Masih lanjutan dari tulisan
sebelumnya “Zina dan Nikah itu beda tipis (setipis kulit bawang)”. Tulisan ini juga
bersumber dari rangkuman khutbah nikah yang sedikit banyak terekam dalam
ingatan disela-sela tugas menerima tamu. Poin lain yang masih terlintas
difikiran adalah analogi yang digunakan khotib dalam menyampaikan nasehatnya.
Seperti halnya
khutbah-khutbah nikah yang lain, khotib mengibaratkan pernikahan itu sebagai
permulaan dari dua insan manusia dalam mengarungi bahtera kehidupan. Mengarungi
samudera kehidupan dengan kapal layar (biduk) rumah tangga. Sang suami bagaikan
nakhoda, sedangkan istri (dan anak-anak) bagai awak kapal.
Diawal pernikahan ibarat kapal
baru saja berlayar meninggalkan pelabuhan, masih disekitar pantai. Bekal masih
banyak, semangat masih tinggi, ombak masih tenang, dan angin berhembus sepoi-sepoi.
Semakin ketengah ombak makin besar, angin makin kencang, bahkan badai siap
menghadang. Resiko terombang-ambing di lautan, dihantam badai, terdampar ke
negeri antah berantah … atau justru tenggelam dihajar gelombang.
Angin atau badai bisa
diartikan sebagai gambaran ujian hidup manusia.
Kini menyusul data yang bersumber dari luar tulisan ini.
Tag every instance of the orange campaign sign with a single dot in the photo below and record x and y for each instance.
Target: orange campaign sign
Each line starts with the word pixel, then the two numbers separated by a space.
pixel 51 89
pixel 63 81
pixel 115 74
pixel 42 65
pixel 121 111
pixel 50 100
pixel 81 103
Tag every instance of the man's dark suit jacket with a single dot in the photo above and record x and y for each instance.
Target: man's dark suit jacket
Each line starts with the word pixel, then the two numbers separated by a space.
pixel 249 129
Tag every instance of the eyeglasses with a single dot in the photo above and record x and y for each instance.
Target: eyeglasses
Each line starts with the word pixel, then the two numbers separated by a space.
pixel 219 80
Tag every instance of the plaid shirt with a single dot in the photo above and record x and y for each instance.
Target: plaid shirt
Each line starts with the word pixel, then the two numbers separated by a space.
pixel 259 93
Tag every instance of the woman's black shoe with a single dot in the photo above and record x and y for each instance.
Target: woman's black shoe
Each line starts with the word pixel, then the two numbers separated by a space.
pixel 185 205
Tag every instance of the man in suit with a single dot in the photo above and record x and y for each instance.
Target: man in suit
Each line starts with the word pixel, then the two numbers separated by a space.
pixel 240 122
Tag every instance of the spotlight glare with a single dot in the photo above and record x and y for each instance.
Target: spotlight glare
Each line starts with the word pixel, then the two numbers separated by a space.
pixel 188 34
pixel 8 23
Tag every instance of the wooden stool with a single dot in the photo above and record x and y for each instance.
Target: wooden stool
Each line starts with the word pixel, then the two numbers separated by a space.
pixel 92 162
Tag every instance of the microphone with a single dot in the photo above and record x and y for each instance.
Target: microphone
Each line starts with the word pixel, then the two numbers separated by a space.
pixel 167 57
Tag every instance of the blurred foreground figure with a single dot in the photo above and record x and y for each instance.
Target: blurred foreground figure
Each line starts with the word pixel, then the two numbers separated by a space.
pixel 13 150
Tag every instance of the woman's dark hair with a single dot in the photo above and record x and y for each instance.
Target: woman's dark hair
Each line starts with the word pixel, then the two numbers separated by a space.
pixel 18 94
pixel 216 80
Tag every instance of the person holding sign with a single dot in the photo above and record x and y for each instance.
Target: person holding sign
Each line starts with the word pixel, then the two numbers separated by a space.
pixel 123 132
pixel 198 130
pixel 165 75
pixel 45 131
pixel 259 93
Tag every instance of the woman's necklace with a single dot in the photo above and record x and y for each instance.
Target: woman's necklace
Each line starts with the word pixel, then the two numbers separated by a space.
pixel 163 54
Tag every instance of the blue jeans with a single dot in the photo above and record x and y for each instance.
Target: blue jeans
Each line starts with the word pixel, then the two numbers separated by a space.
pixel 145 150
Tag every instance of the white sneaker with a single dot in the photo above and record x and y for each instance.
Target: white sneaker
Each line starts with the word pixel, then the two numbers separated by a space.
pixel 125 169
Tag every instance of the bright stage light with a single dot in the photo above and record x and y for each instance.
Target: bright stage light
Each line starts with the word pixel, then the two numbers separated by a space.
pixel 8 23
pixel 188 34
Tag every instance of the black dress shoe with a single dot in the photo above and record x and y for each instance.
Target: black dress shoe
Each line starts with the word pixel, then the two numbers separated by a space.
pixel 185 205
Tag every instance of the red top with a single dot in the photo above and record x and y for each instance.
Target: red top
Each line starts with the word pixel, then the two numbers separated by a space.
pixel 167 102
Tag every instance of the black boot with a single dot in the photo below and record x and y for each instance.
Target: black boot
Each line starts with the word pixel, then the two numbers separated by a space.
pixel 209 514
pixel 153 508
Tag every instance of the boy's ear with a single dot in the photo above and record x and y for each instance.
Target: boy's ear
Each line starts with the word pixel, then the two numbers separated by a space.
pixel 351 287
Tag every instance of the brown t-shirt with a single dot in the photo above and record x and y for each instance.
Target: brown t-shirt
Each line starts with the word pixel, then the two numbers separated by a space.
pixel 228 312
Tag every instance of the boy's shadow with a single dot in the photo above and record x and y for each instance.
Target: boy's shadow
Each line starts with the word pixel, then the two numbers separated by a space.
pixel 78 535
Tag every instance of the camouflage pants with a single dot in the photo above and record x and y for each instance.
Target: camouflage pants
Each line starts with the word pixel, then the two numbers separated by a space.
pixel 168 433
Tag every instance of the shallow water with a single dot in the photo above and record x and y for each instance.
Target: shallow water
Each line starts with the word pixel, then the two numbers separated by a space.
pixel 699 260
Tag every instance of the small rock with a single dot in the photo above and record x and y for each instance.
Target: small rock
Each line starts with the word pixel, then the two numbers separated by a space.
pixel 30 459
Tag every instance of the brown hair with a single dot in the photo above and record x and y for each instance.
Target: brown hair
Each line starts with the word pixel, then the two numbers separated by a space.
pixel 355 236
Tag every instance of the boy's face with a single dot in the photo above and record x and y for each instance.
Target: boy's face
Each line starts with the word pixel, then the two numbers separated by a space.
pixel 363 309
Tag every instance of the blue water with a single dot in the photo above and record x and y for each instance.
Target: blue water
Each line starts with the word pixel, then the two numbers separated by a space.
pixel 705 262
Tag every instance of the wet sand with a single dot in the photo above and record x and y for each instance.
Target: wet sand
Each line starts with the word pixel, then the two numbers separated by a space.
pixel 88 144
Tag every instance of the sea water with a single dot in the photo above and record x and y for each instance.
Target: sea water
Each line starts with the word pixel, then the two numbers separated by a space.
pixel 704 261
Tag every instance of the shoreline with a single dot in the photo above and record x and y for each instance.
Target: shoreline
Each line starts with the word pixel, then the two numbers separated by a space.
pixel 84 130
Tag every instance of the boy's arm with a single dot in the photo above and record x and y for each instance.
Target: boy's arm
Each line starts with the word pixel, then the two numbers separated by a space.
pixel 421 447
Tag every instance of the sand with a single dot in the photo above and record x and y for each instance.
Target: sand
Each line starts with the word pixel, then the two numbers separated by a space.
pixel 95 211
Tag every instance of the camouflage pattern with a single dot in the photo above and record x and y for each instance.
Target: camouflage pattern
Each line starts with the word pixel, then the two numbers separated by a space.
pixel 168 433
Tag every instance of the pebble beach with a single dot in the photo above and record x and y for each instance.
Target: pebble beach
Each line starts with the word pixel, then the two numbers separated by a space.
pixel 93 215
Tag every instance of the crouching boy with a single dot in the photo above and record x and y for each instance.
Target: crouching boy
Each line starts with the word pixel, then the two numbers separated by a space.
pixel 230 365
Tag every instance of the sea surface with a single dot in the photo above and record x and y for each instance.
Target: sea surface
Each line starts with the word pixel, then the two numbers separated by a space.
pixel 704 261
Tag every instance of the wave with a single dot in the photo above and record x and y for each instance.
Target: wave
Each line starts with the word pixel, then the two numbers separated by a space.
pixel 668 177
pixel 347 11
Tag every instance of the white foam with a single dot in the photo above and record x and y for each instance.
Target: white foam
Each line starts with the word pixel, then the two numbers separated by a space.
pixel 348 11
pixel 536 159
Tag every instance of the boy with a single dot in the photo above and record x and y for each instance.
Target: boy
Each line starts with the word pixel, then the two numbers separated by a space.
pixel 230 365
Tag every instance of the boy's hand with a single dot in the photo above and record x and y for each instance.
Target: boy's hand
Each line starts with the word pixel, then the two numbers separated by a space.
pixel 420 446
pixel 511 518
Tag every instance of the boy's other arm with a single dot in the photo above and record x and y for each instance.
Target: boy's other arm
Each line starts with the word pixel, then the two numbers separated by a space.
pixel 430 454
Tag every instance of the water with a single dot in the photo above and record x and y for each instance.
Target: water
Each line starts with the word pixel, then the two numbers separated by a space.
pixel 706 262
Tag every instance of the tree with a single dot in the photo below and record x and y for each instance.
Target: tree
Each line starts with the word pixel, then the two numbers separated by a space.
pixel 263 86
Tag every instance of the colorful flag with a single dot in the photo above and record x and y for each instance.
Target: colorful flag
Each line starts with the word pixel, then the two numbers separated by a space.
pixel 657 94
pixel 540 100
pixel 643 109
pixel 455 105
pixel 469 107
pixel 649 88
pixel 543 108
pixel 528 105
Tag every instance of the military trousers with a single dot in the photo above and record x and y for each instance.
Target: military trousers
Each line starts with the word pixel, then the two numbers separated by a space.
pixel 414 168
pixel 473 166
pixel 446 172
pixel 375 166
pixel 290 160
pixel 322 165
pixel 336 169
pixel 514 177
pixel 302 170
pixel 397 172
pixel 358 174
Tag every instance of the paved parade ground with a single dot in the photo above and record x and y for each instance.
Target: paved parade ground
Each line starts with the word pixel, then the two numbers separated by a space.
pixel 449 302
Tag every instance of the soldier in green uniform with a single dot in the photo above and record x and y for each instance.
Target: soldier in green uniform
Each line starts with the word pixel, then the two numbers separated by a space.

Dia akan datang terus silih
berganti, yang tentunya mempengaruhi laju dan arah tujuan. Agar tidak
terombang-ambing dan dihempaskan angin, hendaknya kita tahu bagaimana sifat angin.
Dulu sewaktu dibangku sekolah kita belajar tentang angin darat dan angin laut:
- Angin darat: sederhananya adalah angin yang berhembus dari darat ke laut, biasanya terjadi dimalam hari. Angin inilah yang dimanfaatkan oleh nelayan untuk pergi berlayar.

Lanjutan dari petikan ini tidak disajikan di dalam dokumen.